Dodi was undismayed. There was nothing more important to him from that moment on than his love for the Princess. He told friends that she was the love of his life and, despite the relentless media pressure, he had never been happier. The Princess confided in a woman, who knew her better than almost anyone, that in Dodi she had found the man she had always been seeking but never found: a strong, kind and loving man who fulfilled her completely.
The couple even flew to consult a fortune-teller in whom the Princess put her faith. What she told them must have been encouraging, because they then embarked on their third holiday together, and sadly their last.
The Pirncess’s affair with Dodi was the first she had had as a free woman. Other relationships that have come to light were when she was married or separated from Prince Charles, at a time when she was often miserable because of her husband’s flagrant affair with Camilla Parker Bowles.
It is inconceivable that the Princess would have continued with her love affair with Dodi had she not intended their relationship to become a permanent one. With two young sons at school, a mother as sensitive as Diana would not have exposed them to teasing were she not serious about Dodi as their future step-father. It was not as if there was anyone else on board Jonikal, just the crew, their staff and the two of them. There was no group of friends to disguise the nature of their relationship, a ruse used by the Duke of Windsor when he cruised with Mrs Simpson on the yacht Nahlin.

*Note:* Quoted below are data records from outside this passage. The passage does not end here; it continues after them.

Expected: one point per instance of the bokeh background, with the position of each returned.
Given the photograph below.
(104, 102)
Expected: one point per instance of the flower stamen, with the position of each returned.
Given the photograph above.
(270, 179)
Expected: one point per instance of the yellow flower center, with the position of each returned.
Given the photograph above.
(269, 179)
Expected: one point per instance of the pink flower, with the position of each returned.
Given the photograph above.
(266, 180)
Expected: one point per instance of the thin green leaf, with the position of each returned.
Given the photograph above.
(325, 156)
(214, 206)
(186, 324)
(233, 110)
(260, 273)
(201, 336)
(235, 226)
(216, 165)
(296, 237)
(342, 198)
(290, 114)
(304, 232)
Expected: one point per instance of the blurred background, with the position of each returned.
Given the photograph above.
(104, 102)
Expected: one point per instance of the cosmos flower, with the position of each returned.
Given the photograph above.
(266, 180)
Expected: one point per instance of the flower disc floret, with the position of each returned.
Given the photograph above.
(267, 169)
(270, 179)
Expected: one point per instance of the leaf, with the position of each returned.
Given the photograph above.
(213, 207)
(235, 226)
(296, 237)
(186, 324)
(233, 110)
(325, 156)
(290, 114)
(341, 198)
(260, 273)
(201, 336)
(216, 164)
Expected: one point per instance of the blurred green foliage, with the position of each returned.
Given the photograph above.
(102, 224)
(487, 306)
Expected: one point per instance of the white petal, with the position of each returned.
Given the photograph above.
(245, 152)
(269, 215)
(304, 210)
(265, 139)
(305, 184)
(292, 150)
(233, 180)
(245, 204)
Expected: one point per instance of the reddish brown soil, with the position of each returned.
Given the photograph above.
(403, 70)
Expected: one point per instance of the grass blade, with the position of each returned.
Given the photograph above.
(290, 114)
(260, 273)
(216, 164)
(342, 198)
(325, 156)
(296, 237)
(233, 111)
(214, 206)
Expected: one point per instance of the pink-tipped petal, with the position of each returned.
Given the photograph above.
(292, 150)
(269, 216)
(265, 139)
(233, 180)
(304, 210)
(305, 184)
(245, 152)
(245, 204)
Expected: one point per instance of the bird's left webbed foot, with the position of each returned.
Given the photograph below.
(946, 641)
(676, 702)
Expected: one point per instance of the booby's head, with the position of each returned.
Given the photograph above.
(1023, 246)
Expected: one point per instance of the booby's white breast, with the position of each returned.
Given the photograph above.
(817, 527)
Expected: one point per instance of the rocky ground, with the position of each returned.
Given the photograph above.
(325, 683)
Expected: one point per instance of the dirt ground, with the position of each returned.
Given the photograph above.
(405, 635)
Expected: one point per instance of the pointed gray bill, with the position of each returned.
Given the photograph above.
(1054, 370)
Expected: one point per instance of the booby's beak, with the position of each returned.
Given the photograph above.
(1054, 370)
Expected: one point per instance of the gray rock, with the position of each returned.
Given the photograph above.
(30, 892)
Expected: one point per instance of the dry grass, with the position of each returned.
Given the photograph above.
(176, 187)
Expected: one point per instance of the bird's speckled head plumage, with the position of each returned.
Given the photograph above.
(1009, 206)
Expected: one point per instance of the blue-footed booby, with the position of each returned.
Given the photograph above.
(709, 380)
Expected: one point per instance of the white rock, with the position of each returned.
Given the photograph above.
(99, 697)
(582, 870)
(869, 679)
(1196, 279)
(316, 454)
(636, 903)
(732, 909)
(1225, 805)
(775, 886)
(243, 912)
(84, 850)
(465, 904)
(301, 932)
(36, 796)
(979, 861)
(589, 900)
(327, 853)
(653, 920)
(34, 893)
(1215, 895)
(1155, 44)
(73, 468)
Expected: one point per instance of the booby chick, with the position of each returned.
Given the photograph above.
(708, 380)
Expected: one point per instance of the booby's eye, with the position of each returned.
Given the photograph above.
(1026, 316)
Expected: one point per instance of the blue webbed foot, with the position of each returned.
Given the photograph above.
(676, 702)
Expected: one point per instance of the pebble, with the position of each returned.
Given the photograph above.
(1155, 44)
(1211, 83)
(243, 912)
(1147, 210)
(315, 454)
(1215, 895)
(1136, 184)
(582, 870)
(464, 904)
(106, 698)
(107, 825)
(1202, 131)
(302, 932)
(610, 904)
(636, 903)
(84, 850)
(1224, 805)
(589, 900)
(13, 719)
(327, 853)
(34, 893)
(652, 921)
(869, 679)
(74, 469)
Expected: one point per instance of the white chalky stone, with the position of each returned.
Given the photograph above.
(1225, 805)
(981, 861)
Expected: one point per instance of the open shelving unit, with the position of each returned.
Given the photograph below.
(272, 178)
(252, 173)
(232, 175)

Dodi had bought the Julie Andrews house in Malibu, California, as their first home. The house is right on the beach. The Princess was thrilled that it had a dance studio where she could work out. She had told her butler Paul Burrell to get ready to move to Malibu and asked him if his wife Maria would come too. She was immediately working out which of the bedrooms her sons would occupy on their visits.
There would also be a home in Paris. They had visited the Windsor Villa in the Bois de Boulogne, restored by Dodi’s father to the splendour it had enjoyed when it was the final residence of the Duke and Duchess of Windsor.
The Princess wanted to be near England, so that her sons were close. But she did notwant to live in the UK permanently any more, because of media harassment. Ironically, she considered that in Paris she would be safer from prying lenses. She was enthusiastic about life in America because she had always had a good time there and felt the openhearted natives would give her and Dodi a chance to live their lives in happily and privately.
Like many other couples after an idyllic holiday in the Mediterranean, Dodi and Diana decided to say goodbye to their summer with a last night in Paris. From the moment they left the aircraft in Paris, their every step was dogged by the massed ranks of the paparazzi. There were confrontations. There was a high-speed chase.
For dinner, Dodi had booked Chez Benoit, a fashionable but cosy restaurant. They had to abandon their attempt to go there because of the harassment by pursuing photographers. So, they returned to L’Hotel Ritz. Even in the Espadon restaurant, there were prying eyes. And, so, they retired to a suite for dinner a deux.
Had they returned to London on the Sunday morning, as was planned, Diana would have told her sons about her engagement to Dodi before they returned to school for the autumn term. The Princess had hinted to reporters that the next thing she would do would surprise them. Now, she had a plan for her life ahead.
She and Dodi were to visit Hong Kong and then fly across the Pacific, stopping in the Hawaii Islands for a holiday on one of the outer islands. Then, they would go on to Los Angeles and the house at Malibu.
To the endless regret of those who knew and loved Dodi Fayed and Diana, Princess of Wales, it all ended in the Alma tunnel, in the early hours of a day that should have been such a propitious and happy one for them both.